Outre les croassements de mauvaise foi typiques de quelques chialeurs chroniques, je n’ai entendu que des bons commentaires à propos de l’événement, et beaucoup de mes connaissances qui ne sortent habituellement entendre de la techno ou de la house y sont passés. La mission de « démocratisation de la musique électronique » qu’ont entrepris les gars du Piknic il y a presque dix ans est loin d’être un combat gagné, mais beaucoup de chemin a été parcouru, tout de même. Et faire sortir danser 60 000 personnes en plein hiver, c’est quelque chose d’assez fabuleux.
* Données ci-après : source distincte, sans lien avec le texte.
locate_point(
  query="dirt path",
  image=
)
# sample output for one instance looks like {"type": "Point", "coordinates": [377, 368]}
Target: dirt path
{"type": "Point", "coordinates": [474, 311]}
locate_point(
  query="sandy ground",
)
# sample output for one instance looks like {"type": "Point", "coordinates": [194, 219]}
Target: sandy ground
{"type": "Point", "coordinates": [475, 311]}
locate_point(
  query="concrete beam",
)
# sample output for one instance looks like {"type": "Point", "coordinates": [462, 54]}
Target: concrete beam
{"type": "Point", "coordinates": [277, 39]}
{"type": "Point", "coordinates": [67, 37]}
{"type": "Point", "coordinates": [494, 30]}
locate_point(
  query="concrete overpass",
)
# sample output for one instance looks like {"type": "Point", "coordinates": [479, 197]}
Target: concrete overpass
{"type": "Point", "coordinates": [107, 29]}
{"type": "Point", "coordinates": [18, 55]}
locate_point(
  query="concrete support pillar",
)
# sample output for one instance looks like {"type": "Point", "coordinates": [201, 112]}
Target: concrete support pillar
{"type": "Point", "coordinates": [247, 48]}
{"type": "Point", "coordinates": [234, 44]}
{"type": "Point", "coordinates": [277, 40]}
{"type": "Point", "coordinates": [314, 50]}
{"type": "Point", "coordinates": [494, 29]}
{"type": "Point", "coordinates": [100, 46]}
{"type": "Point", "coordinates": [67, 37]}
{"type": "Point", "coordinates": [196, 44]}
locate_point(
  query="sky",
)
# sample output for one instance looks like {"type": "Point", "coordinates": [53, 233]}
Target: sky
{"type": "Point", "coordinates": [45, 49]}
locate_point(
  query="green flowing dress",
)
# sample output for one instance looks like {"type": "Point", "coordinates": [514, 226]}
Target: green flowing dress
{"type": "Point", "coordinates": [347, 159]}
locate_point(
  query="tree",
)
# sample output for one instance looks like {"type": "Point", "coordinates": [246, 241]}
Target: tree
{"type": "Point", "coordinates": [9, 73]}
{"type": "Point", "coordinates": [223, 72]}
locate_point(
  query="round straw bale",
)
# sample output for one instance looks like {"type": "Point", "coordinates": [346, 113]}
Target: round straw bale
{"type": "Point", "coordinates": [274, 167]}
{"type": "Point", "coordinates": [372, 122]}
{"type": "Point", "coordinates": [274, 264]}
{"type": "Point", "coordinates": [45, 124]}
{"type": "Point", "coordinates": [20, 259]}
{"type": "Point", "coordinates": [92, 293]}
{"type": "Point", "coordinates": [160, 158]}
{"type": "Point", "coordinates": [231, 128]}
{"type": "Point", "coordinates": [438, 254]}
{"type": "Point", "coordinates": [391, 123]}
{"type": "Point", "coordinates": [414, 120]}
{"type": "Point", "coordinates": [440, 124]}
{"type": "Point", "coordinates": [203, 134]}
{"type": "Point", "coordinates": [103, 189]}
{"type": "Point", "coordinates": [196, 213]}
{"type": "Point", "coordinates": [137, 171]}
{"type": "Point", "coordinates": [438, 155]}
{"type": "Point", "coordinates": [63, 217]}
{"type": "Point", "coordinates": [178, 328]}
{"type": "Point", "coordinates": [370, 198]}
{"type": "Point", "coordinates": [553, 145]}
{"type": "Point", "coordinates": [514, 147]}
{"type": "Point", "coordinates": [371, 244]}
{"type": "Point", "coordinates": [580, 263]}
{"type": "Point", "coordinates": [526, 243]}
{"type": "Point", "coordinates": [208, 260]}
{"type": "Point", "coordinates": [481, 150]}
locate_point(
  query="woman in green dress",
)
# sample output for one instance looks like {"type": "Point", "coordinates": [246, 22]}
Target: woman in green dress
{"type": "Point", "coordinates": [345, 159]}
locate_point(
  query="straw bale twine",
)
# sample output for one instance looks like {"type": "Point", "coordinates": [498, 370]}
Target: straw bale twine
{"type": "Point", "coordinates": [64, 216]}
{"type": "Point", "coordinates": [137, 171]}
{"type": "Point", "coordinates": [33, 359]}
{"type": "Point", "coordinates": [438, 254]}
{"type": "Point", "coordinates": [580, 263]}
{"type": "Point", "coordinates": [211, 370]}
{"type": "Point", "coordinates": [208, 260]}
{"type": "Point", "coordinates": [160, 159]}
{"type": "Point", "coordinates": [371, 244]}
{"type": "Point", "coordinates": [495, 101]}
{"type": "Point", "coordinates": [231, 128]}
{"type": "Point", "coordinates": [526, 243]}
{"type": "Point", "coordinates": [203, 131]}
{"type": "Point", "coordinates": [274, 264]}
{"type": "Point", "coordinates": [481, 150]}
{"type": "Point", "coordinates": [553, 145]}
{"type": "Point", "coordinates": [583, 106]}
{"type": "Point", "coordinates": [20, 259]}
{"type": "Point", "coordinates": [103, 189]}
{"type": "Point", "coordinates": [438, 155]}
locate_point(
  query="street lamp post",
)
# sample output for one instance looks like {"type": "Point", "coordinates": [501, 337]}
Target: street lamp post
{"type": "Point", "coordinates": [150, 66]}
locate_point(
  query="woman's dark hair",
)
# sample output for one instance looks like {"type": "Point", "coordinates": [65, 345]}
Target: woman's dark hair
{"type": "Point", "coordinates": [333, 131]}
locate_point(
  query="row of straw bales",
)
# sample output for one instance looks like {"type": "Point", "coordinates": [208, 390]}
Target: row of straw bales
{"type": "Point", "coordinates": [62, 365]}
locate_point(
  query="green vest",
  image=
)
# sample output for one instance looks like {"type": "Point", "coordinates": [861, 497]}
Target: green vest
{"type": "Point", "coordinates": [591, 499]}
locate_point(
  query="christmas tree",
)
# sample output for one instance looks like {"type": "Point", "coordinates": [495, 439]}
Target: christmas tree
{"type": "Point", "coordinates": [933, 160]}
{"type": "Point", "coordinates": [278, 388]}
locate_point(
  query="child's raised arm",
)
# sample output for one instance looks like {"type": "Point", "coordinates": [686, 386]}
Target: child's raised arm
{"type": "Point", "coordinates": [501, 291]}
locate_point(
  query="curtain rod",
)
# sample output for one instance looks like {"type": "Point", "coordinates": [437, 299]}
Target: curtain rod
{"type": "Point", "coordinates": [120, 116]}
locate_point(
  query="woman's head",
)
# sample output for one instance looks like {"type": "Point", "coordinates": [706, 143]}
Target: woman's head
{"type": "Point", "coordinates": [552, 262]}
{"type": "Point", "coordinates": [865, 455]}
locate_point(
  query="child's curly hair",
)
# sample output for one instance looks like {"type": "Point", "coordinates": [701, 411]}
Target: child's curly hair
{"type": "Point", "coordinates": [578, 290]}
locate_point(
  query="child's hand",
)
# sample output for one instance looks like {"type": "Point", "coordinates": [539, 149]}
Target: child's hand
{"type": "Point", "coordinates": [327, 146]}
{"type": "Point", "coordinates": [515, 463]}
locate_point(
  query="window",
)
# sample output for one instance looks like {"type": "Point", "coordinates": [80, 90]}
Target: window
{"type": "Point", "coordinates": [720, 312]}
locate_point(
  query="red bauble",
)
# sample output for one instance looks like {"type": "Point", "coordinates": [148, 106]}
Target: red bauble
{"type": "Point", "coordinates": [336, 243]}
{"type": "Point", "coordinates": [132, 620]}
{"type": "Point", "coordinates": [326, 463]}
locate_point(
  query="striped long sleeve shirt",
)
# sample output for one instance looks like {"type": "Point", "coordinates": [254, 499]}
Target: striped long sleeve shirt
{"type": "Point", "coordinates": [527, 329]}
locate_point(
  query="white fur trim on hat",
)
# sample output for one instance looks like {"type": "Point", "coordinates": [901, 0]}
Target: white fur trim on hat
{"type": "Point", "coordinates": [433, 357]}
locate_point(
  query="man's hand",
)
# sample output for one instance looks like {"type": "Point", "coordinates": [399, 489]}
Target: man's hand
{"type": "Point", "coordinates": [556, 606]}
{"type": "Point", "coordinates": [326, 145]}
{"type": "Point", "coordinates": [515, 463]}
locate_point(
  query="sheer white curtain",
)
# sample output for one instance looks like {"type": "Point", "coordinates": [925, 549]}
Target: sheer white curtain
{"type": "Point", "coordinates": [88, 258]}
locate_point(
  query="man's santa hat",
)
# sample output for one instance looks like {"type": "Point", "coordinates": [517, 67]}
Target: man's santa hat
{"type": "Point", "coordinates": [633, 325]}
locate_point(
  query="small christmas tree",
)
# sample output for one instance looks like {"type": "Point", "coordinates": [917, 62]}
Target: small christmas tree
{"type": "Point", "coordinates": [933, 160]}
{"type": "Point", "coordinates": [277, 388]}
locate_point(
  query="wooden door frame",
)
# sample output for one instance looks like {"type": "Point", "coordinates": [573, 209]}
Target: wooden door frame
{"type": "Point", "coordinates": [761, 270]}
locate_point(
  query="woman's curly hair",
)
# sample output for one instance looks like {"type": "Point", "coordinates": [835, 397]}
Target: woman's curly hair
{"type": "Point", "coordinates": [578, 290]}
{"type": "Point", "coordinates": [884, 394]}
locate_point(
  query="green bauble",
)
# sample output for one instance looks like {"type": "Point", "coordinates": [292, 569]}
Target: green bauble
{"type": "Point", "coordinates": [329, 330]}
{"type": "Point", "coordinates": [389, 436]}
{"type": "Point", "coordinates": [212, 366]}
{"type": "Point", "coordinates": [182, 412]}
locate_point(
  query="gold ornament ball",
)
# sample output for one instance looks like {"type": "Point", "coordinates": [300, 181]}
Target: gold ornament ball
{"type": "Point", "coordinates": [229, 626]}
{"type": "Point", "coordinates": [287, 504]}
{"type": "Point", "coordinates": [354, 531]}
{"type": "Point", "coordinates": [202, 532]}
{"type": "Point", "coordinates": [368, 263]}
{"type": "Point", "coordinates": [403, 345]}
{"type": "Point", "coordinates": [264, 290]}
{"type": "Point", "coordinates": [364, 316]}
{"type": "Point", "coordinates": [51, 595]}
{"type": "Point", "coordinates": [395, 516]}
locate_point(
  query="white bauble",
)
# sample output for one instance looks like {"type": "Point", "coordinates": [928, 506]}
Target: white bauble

Maintenant, il suffit de se pencher et de récolter ces gens motivés aux horizons culturels élargis, et de les amener dans les meilleures soirées de nos meilleurs clubs.

 


LE GROOVE IMPLACABLE DE RAMON TAPIA
Depuis longtemps, quand un DJ magasine des tracks, le nom de Ramon Tapia est gage de qualité. Et depuis qu’il a enregistré un mix pour la légendaire étiquette britannique Strictly Rhythm, le pimentant de re-edits et de remixes de son cru, sa cote est encore plus élevée auprès des fins connaisseurs de musique millésimée. Tout en respectant l’esprit de la house des années 90, il la retravaille avec un angle contemporain, prenant le meilleur de chaque tendance pour en faire une fusion à toute épreuve. Il joue au Circus dans la nuit de vendredi à samedi, avec les locaux Ohm Hourani, Hakim Guelmi, Dany Fares et Malick.
Ramon Tapia | Vendredi 4 février | Circus | 917, Sainte-Catherine Est | soundcloud.com/ramon-tapia


 

UN VÉRITABLE MICROZOO
L’état de l’industrie du disque étant à peu près aussi en santé que celle de la presse écrite, on se demande ce qui motive de nouvelles étiquettes à être lancées. Dans le domaine de la musique électronique, heureusement, les ventes digitales se maintiennent, et le vinyle vit une renaissance inespérée. Deux DJs locaux, Nathan Burns et Elio Krass, donnent le coup d’envoi de microzoo Records à leur soirée mensuelle au Salon Daomé ce vendredi. Le label donnera certes l’occasion aux producteurs locaux de faire connaître leurs œuvres, mais sera aussi un tremplin pour des artistes internationaux. Le Berlinois Patryk Molinari signe la première parution, « Deliverance », déjà disponible sur Beatport, et on attend aussi des productions du Thaïlandais Sunjun Hargun et du duo Burns & Krass. En attendant, vous pouvez toujours aller encourager les garçons à leur lancement, et vous rincer les oreilles avec une quantité non négligeable de petits joyaux exclusifs.
microzoo | Vendredi 4 février | Le Salon Daomé | 141, Mont-Royal Est | microzoo.ca

 

AUSSI À SURVEILLER
Jeudi : Au Gym, adjacent à La Shop, c’est le lancement des soirées « 4 2 da Floor » avec Cherry Cola, et tout est à 2$. Du côté du Daomé, on propose aux nostalgiques d’entendre deux vétérans des bonnes vieilles soirées montréalaises à la soirée Fricoti avec Krista et Pfreud.
 

Vendredi : Les gars de Night Trackin’ reçoivent Justin Miller, de l’étiquette DFA, au Velvet. Du côté du Stereo, c’est le lancement de la résidence de Carlo Lio, qui débarque de Toronto avec ses comparses The Junkies et Nathan Barato. Envie d’un bon vieux rave à l’ancienne? Frankie Bones participe à l’événement Limouzine Magazine, avec une vingtaine de locaux répartis dans trois salles, dont l’adresse sera dévoilée 24 heures à l’avance. Trouvez l’événement sur Facebook…
 

Samedi : Dans le cadre de la soirée Boombox, King Louis reçoit les Hongrois de Muzzaik au Circus.